Il guscio protettivo di una tartaruga embricata rappresenta anche, sotto alcuni aspetti, il suo più grande punto debole. Gli splendidi motivi che lo decorano e lo spessore che lo rende adatto all’intaglio ne fanno il materiale più popolare ricercato da secoli per creare ogni tipo di oggetto in guscio di tartaruga, da gioielli e ciondoli a montature per occhiali, fino ad un intero genere dell’artigianato giapponese chiamato bekko. Nonostante il commercio di tutti questi prodotti sia attualmente vietato dalla CITES, la Convenzione sul Commercio Internazionale delle Specie minacciate di estinzione, la continua richiesta alimenta un traffico illegale che sta spingendo la specie, già in pericolo critico, sull’orlo dell’estinzione.
Finora, bracconieri e commercianti senza scrupoli sono riusciti a sfuggire alla legge perché è difficile risalire all’origine geografica delle migliaia di oggetti in guscio di tartaruga che vengono confiscati ogni anno in tutto il mondo.
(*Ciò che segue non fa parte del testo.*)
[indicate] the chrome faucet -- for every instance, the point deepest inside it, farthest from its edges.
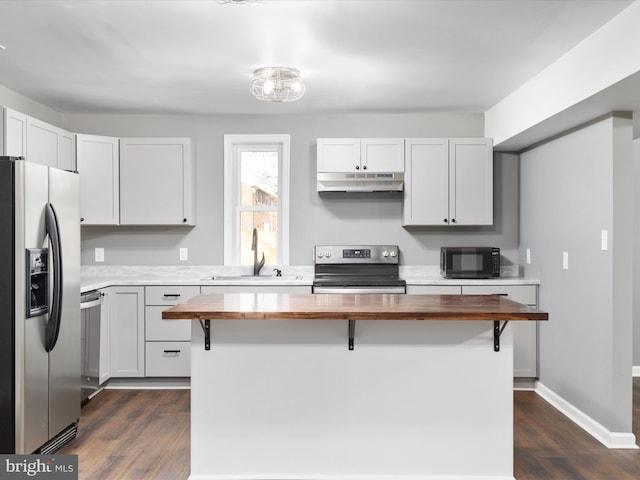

Tuttavia, grazie all’attivazione di un nuovo database contenente il DNA delle tartarughe marine, chiamato ShellBank, la situazione potrebbe ribaltarsi.
ShellBank arriva proprio al momento giusto. Gli scienziati ritengono tche, negli ultimi 180 anni, l’uomo abbia ucciso circa 9 milioni di tartarughe embricate (Eretmochelys imbricata) soprattutto per il loro guscio. Di conseguenza, il loro numero è calato del 75% dai livelli storici e, secondo analisi recenti delle popolazioni, rimangono meno di 25.000 femmine adulte allo stato selvatico.
ShellBank è un’iniziativa guidata dal WWF in collaborazione con enti governativi, istituzioni accademiche no-profit e comunità. Viene pubblicizzato come il primo repository di dati genetici sulle tartarughe marine globale e accessibile che ha lo scopo di consentire alle autorità di reprimere severamente il bracconaggio e il commercio illegale e, allo stesso tempo, di aiutare i ricercatori a monitorare le dinamiche delle popolazioni di tartarughe marine.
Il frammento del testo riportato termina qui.